Apalagi, rasio ketergantungan Indonesia terhadap kedelai impor (impor dependency ratio) terus naik, yakni dari 70,11 persen tahun 2015 menjadi 86,39 persen pada tahun 2019. Kenaikan itu sejalan dengan rasio kecukupan dari produksi dalam negeri (self sufficiency ratio) yang turun dari 29,91 persen (2015) menjadi 13,71 persen (2019) serta penurunan produksi dari 963.183 ton (2015) menjadi 424.189 ton (2019).
Tak tertarik
Kenapa produksi kedelai nasional terus turun meski program demi program peningkatan produksi dijalankan pemerintah? Kabinet Reformasi di era Presiden BJ Habibie, misalnya, mengusung program Gerakan Mandiri Padi, Kedelai, dan Jagung (Gema Palagung) tahun 1998. Sementara Kabinet Kerja di era Presiden Joko Widodo mengusung program Upaya Khusus Padi Jagung Kedelai (Upsus Pajale) tahun 2015.
Akan tetapi, bukannya makin mandiri, Indonesia justru semakin bergantung pada kedelai impor. Setelah mencapai angka tertinggi, yakni 1,86 juta ton tahun 1992, produksi kedelai nasional terus turun menjadi kurang dari 0,4 juta ton tahun lalu. Sementara impornya naik dari sekitar 300.000 ton tahun 1985 menjadi 2,49 juta ton tahun lalu.

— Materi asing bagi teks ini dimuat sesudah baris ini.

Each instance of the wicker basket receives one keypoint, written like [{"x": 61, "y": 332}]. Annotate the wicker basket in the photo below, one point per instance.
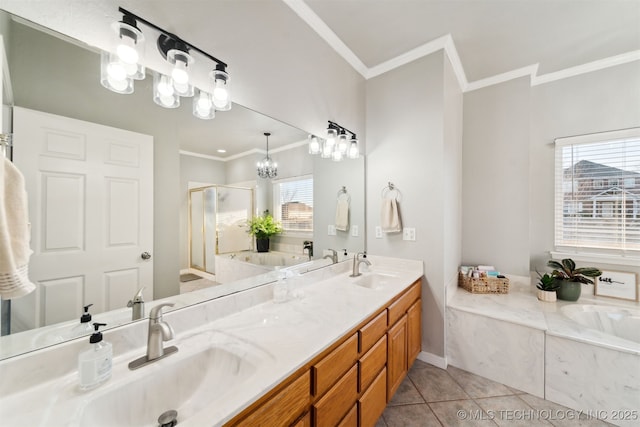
[{"x": 484, "y": 285}]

Kisah sejumlah anggota Kelompok Tani Pangudi Makmur di Grobogan, Jawa Tengah, bisa jadi mewakili cerita petani kedelai di Tanah Air. Mereka biasanya menanam kedelai setelah dua kali menanam padi. Namun, harga kedelai kerap anjlok sampai Rp 6.000 per kilogram (kg) saat panen. Padahal, harga di tingkat petani idealnya di atas Rp 10.000 per kg. Situasi kurang menguntungkan itu yang membuat petani beralih ke komoditas lain yang lebih menguntungkan seperti jagung dan kacang hijau.
Petani di Banyuwangi, Jawa Timur, juga meninggalkan kedelai dan beralih ke jeruk atau buah naga. Dinas pertanian setempat mencatat, luas lahan kedelai di Banyuwangi berkurang dari 36.068 hektar tahun 2011 menjadi 5.247 hektar tahun 2020. Kedelai impor yang lebih murah ”merangsek” hingga ke sentra-sentra kedelai nasional, seperti Grobogan dan Banyuwangi, dan memaksa petani mundur teratur. Bagi mereka menanam kedelai tidak menguntungkan lagi.

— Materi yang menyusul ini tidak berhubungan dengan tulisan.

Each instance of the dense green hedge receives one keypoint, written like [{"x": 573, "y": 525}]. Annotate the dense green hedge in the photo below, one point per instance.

Harga dan insentif hasil usaha menjadi pemikat utama yang menjadi pertimbangan petani untuk menanam kedelai. Oleh karena itu, tanpa jaminan harga dan penyerapan, usaha mendongkrak produksi kedelai dalam negeri bakal sia-sia. Kegagalan sederet program pengembangan dan swasembada kedelai sejak Orde Baru hingga kini bisa jadi cermin.
Pemerintah sebenarnya memiliki instrumen untuk melindungi petani kedelai. Salah satunya melalui Peraturan Presiden Nomor 20 Tahun 2017 tentang Penugasan Kepada Bulog Dalam Rangka Ketahanan Pangan Nasional. Regulasi itu mengamanatkan Perum Bulog untuk menjaga ketersediaan dan stabilisasi harga di tingkat konsumen dan produsen. Namun, implementasinya memble atau tidak berjalan sesuai harapan.
Dampaknya, kedelai impor semakin dominan. Kemudahan dan harga murah membuai Indonesia hingga menjadi pengimpor bersih (net importer) kedelai. Ketergantungannya kini telah mencapai titik kritis hingga membuat kedelai impor serupa ”pangkon” bagi Indonesia. Buaian yang mematikan kemandirian pangan.
Dalam aksara Jawa, pangkon berfungsi mematikan huruf. Setiap aksara yang diberi pangkon akan hilang atau mati vokal/suaranya. Sayangnya, tak hanya kedelai, Indonesia berpotensi masuk dalam ”pangkon” komoditas-komoditas pangan impor lain. Semakin bergantung, semakin kehilangan suara. Mati dalam pangkuan.